Per queste molecole sono state anche rappresentate le pKa, cioè un valore che descrive quanto un composto è acido, più questo valore è basso e più il composto è acido. Ricordiamoci che la variazione di un’unità di pKa corrisposte a un fattore x10 visto che la lettera “p” messa davanti a Ka indica una scala logaritmica in base 10.

Notiamo che tra l’acido acetico e il trifluoroacetico c’è una differenza di pKa di circa 4 e questo significa che l’acido trifluoroacetico è quasi 10.000 volte più acido dell’acido acetico. Questi sono i dati sperimentali ma come interpretiamo tale risultato? Ovviamente facendo ricorso al concetto di elettronegatività si riesce a spiegare in maniera semplice questo fatto.
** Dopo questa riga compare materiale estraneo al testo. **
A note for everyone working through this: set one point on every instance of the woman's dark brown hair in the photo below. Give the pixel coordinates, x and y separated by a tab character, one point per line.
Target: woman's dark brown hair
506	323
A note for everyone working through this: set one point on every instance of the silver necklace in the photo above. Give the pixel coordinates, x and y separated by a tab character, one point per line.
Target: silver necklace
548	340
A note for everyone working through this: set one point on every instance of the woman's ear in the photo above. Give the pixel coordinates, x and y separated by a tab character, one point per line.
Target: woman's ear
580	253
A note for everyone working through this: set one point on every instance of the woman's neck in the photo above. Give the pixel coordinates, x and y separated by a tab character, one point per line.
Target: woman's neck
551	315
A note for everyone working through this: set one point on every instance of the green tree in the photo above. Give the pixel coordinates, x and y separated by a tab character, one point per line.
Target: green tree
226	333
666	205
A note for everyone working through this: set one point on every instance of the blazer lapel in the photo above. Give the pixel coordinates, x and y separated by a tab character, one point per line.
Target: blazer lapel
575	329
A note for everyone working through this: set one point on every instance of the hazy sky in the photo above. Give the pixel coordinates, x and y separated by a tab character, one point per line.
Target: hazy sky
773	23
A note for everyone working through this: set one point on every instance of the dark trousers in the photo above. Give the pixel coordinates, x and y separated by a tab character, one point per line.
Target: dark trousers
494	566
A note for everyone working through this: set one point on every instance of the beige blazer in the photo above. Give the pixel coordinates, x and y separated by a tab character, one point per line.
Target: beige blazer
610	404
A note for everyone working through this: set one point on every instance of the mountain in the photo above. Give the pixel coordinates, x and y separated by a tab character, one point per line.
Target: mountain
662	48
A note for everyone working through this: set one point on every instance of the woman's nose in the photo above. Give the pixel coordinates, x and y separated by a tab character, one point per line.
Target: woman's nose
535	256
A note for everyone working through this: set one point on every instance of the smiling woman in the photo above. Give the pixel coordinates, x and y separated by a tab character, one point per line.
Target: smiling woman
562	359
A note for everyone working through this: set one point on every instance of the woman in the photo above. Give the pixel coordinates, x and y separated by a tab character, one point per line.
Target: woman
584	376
Sappiamo che un acido è tanto più forte quanto più stabile è l’anione che si crea dopo aver perso un H+, in questo caso dalla dissociazione acida di questi 2 composti otteniamo i seguenti anioni:

Anione acetato
Anione trifluoroacetato

Se l’acido trifluoro acetico è un acido più forte allora significa che l’anione che si crea è più stabile rispetto all’anione acetato. Questo fatto può essere spiegato immaginando che la carica negativa che si viene a formare sull’atomo di O sia parzialmente delocalizzata anche sugli atomi di F che essendo molto elettronegativi tendono ad attrarre a sè densità elettronica.

Siccome gli atomi di H sono meno elettronegativi rispetto al Fluoro allora l’anione acetato è meno stabile visto che la carica negativa avrà meno possibilità di delocalizzarsi anche sugli atomi di H. Più una carica è delocalizzata e più la molecola che la contiene è più stabile.